Trash villains and garbage superheros in popular media (just a taste)
I recently watched a TV episode with The Garbage Collector, the anti-hero in an “environmental slasher film.” The Garbage Collector was a monstrous figure who lived in a landfill and seemed to battle bad guys even though it wasn’t clear whether he was a bad guy or good guy himself. This ambiguity seems to be a trend.
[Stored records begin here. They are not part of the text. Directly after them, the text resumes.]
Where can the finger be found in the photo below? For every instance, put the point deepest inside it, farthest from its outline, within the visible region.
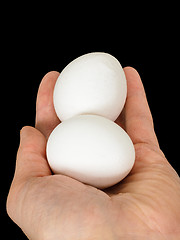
(138, 118)
(31, 157)
(46, 118)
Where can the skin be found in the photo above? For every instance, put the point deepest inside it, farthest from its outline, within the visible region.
(145, 205)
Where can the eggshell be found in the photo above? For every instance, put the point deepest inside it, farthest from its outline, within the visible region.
(91, 149)
(94, 83)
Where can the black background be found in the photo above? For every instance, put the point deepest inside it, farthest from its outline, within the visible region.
(31, 49)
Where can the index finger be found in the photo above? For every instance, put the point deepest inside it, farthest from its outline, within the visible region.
(46, 118)
(138, 119)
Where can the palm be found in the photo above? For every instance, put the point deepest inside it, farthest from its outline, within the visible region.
(140, 206)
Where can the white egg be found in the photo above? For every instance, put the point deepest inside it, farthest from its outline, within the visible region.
(91, 149)
(94, 83)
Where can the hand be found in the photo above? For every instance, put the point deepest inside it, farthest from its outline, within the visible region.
(145, 205)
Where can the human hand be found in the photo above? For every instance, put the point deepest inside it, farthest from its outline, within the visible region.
(145, 205)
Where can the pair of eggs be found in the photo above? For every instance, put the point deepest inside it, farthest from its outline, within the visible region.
(87, 145)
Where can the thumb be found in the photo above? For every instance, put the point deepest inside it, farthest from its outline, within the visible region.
(31, 157)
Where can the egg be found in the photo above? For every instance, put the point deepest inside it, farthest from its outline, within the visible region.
(94, 83)
(91, 149)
There is a long tradition of trash fighting back in the form of TV and film characters from villains such as Hedorah in Godzilla Vs. The Smog Monster to the wise and matronly, sentient compost heap named Marjory from Fraggle Rock. In cases that the trash-character isn’t just outright gross, he/she/it is either an environmental payback (think, Stink Spirit in Spirited Away that was once a River Spirit, or Hexxus, the bad guy in Ferngully), or the character complicates the idea of dirty/clean and good guy/bad guy.
Marjory the Compost Heap discussing the difference between trash and “like new” discards and giving advice to a Fraggel who lost his lucky bottle cap.
In The Tick vs Filth, for example, a group of articulate Herculean sewer workers ask The Sewer Urchin, a superhero, for help battling a corrupt former Solid Waste Commissioner now known as the Sewer Czar whose master plan is to send his Filth minions through each facet, drain and sink in the city. The heroic folksy Sewer Urchin is a freegan and wipes his feet at the entrance to his sewer-apartment while the Sewer Czar is corrupt and imperialistic (though it all turns out well in the end). Thus, a spectrum of dirty and clean, good and evil battle each other to breakdown dichotomies.
Much of this list of trash-characters is taken from a much longer one at “Trash Fights Back: The scariest monsters made of garbage!“.